In your case you don't have a function to expand in a Fourier series (which it seems like you are trying to do). You only have a single value

$$I = \int_{-L}^Lh(x)dx$$

which you want to write as

$$I = \ldots + \frac{2a_{-1}\sin(-L)}{-1} + 2La_0 + \frac{2a_{1}\sin(L)}{1} + \frac{2a_{2}\sin(2L)}{2} + \ldots$$

This is one single equation with an infinite amount of unknowns ($a_0,a_1,\ldots$) and therefore it has an infinite number of solution. One example is $a_0 = \frac{I}{2L}$ with the rest of the terms being zero. Another (random example) is $a_0 = 7$ and $a_2 = \frac{I-14L}{\sin(2L)}$ and the rest zero.

Answer 2

I can offer another way to see what Winther is getting at, and maybe provide a different direction you can take this problem.

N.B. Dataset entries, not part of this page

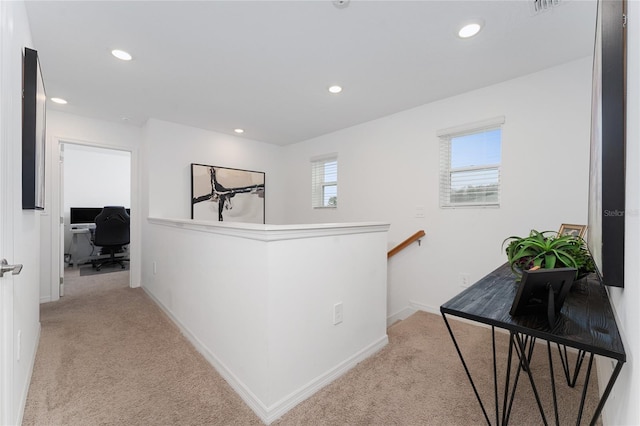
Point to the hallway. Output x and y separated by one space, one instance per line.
129 363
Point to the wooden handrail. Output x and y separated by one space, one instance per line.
415 237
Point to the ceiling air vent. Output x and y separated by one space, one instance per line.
538 6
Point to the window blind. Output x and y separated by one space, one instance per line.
470 159
324 182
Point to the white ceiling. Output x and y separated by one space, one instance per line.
265 66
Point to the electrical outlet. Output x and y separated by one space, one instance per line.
337 313
19 345
465 279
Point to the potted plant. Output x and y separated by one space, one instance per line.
548 250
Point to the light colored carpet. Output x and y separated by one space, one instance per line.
109 356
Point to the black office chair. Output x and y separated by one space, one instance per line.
111 234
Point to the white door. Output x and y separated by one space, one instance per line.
6 287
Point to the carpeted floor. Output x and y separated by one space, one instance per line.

Using the fact that sine is an odd function, you know that for all $n \in \Bbb{N}$ that $$a_{-n}\frac{\sin(-nL)}{-n} = a_{-n}\frac{-\sin(nL)}{-n} = a_{-n}\frac{\sin(nL)}{n}$$ and hence $$a_{-n}\frac{\sin(-nL)}{-n}+a_n\frac{\sin(nL)}{n} = (a_n+a_{-n})\frac{\sin(nL)}{n}$$ You have already said that $a_{n}\frac{\sin(nL)}{n} \equiv 0$, so you can rewrite your sum as $$2 \sum_{-\infty}^{+\infty}\frac {a_n}{n} \sin (nL) = 2\sum_{n=1}^\infty (a_n+a_{-n})\frac{\sin(nL)}{n}$$ But now you have a coefficient of $(a_n+a_{-n})$ on each term in your sum. Let's say you know for certain that $a_1 =a_{-1}=\frac{1}{2}$. Well, obviously then $a_1 +a_{-1}=1$. But now it stands to reason, why not just do away with $a_{-1}$? If we set $a_{-1}=0$ and $a_1 =1$, then we'll get the same result for the quantity $(a_1 +a_{-1})$. Next you can extend this reasoning for all $n \in \Bbb{N}$ to the quantity $(a_n +a_{-n})$. I believe you are best suited to define $b_n = \frac{a_n +a_{-n}}{2}$ and ultimately work with the sum $$2\sum_{n=1}^\infty (a_n+a_{-n})\frac{\sin(nL)}{n} = \sum_{n=1}^\infty b_n\frac{\sin(nL)}{n}$$ Now that your sum has been condensed into a nicer form, you may be able to get a bit farther, although I'm guessing you will still have the problem that Winther points out in the last paragraph of their answer. Hope my answer can help clear things up a little bit, and I can only suggest looking into some orthogonal relationships of the trig functions to solve for $b_n$. It may end up being similar to solving the coefficients of a Fourier Series.